[nycbug-talk] Approach for the NFS cluster

Miles Nordin carton at Ivy.NET
Wed May 20 18:50:43 EDT 2009


>>>>> "bc" == Brian Cully <bcully at gmail.com> writes:

    bc> CouchDB works is because the application programmer has to
    bc> take on the duty of handling things like aborted
    bc> transactions. You simply cannot solve the problem in a generic
    bc> sense and POSIX has no facilities for communicating the
    bc> problem or its possible solutions.

yeah I guess CouchDB is very unlike BDB.  I'm not ready to agree it's
impossible.  but I think in both cases it might be ~always silly.

    bc> 	You can put a POSIX FS in a DB pretty trivially, but
    bc> the reverse is not true. Using a DB (with ACID qualities)
    bc> requires entirely new APIs which are strictly more powerful
    bc> than what you get out of POSIX.

This doesn't make sense.  ~all existing databases run inside POSIX
filesystems.  Are you saying they're all broken?  In what way?

    bc> The fundamental problem here is that in an HA setup
    bc> you typically have N nodes talking to the same set of M
    bc> discs.

for HA NFS you typically have 1 node talking to M disks.  The 2nd node
is passive.  It should be possible to make a logically-equivalent HA
cluster using a robotic arm and a cold spare:

1. primary fails.
2. robot notices somehow.
3. robot unplugs primary's power cord.
4. robot moves all disks from primary chassis to secondary chassis.
5. robot plugs in secondary's power cord.
6. robot goes to sleep.

not much magic.

Most of the magic is in the NFS protocol itself, which allows servers
to reboot, even cord-yank reboot, without clients noticing or losing
any data at all---in fact, if the implementation is really solid,
regular old NFS clients will safely regrab their POSIX advisory locks
across a server reboot.  SMB does not have any of this magic.  Thus
the HA part with NFS is relatively small, just to make the ``reboot''
step faster, and to add management so you've some idea when it's safe
to fail back.  It's bigger than just carp, but it's not big like
Oracle, and not magical.

It is worth doing to create NFS-to-mysteryFileMesh gateways, multiple
gateways onto a single filesystem, so that a pool of clients can mount
a single unified filesystem even if their aggregate bandwidth is too
big to pass through a single CPU.  This is the point of pNFS, of
exporting regular NFS from multiple clustered Lustre clients, and
seems to be the Isilon pitch if I read them right.  but doing this
involves larger and different magic, at least two layers of it (one to
create this new fancy kind of filesystem itself, and then a second
layer to make the multiple NFS servers present themselves to clients
cohesively including moving lock custodianship from one server to
another when a client switches to a different gateway) and you do not
invoke said magic just for the availability improvement that the OP
wanted.  You do it to break through a performance wall.

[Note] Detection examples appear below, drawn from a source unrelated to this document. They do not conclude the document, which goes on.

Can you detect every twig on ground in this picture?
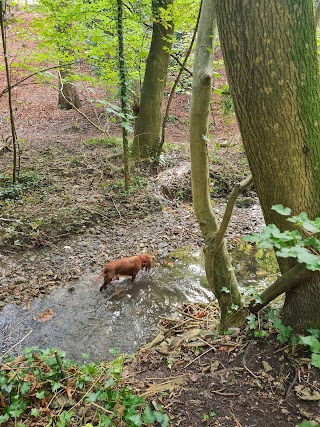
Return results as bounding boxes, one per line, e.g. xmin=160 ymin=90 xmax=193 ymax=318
xmin=185 ymin=347 xmax=215 ymax=368
xmin=284 ymin=365 xmax=299 ymax=402
xmin=1 ymin=329 xmax=32 ymax=357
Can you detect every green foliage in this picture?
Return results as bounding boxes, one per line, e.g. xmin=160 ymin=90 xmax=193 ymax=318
xmin=84 ymin=137 xmax=121 ymax=147
xmin=0 ymin=348 xmax=169 ymax=427
xmin=0 ymin=172 xmax=42 ymax=200
xmin=243 ymin=205 xmax=320 ymax=271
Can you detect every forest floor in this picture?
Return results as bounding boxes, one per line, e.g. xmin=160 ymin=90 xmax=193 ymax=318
xmin=0 ymin=11 xmax=320 ymax=427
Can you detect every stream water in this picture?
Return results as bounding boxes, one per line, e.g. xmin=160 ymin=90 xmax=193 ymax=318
xmin=0 ymin=246 xmax=278 ymax=361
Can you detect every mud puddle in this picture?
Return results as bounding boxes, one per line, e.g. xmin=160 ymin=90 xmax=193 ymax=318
xmin=0 ymin=246 xmax=276 ymax=360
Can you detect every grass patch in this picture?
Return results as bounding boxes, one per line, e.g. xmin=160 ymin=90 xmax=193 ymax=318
xmin=84 ymin=137 xmax=122 ymax=148
xmin=0 ymin=171 xmax=44 ymax=200
xmin=0 ymin=348 xmax=169 ymax=427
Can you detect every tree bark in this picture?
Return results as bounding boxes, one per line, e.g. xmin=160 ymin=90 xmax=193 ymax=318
xmin=190 ymin=0 xmax=241 ymax=330
xmin=217 ymin=0 xmax=320 ymax=330
xmin=117 ymin=0 xmax=130 ymax=191
xmin=132 ymin=0 xmax=173 ymax=159
xmin=58 ymin=65 xmax=81 ymax=110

    bc> What do you do when two nodes try to write to the same part of
    bc> disc at the same time?  Who wins?

the lockholder?

    bc> What if the overwritten data is part of a complex structure
    bc> and thus locking any individual set of blocks may still not
    bc> prevent corruption?

The sentence unravels because ``all the blocks on the disk'' is also a
set of blocks.  You can safely update whatever you like---you just
don't scale close to linearly with any obvious approach.

I don't know what Oracle RAC does.  The filesystems like QFS, GFS,
OCFS attack this to a first order by storing only unstructured data on
the shared SCSI targets.  All the structured data (metadata) goes
through an active/passive HA pair.

The metadata server can also arbitrate locks and cache-leases, or
clients can run a distributed locking protocol amongst themselves.